Outdoor headwear that can combine versatility with this more specialised high performance could have widespread applications in the workwear market. John says: “We have talked to a number of people from Scotland who work on the oil rigs, and they said that it doesn’t matter what time of year it is – summer or winter, it’s cold and they need balaclavas. Similarly, crime scene investigators who have to wear a disposable suit can be working in bitterly cold conditions, so something that goes under the hood and around the neck and over the head is perfect.”
With the popularity of the Original Buff® amongst motorcyclists, Buffera is also looking at how the new Windproof Buff® can help to protect policeman on bikes. In those situations, there is an ever present wind chill and those sitting on them are not exercising or generating body heat. “If you think of a cycle helmet, the whole thing is designed to ventilate so you’ve got lots of slits in the cycle helmet to allow air to flow through,” says John. “That’s great in the summer to cool you down but in winter that just freezes you.”

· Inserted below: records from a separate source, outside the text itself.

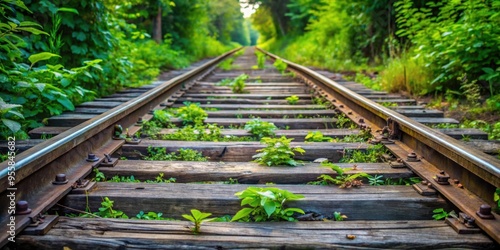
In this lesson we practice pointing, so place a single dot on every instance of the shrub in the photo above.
(277, 152)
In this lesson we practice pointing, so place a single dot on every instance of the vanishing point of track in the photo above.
(378, 216)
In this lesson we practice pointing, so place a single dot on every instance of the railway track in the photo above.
(379, 216)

Further down the line, John believes there could be good military applications in the market for Buff®. “We already supply a number of units to military areas where people are going off to really cold conditions but the UV aspect for Afghanistan and Iraq is interesting – we’re not there yet but we’re working on it.”
When it comes to meeting EN standards and health and safety regulations, John believes that it’s possible to adapt a leisurewear product not just for workwear - but for PPE too. “Another interesting point that was drawn to our attention with the oil riggers was flame retardancy, which we are working on to see if we can use the right kind of material or coating,” he says. “These are all things that we are looking at to make Buff® Protection much more market specific in the relative sector that we’re going into.”
In the meantime, however, workwear looks to be a safe bet for Buffera Ltd. With the global workwear market predicted to grow by 8.1% by 2012, the demand for new and innovative products that can keep pace with our changing lifestyles will also increase. This should make headwear that is versatile, functional and wearable highly sought after.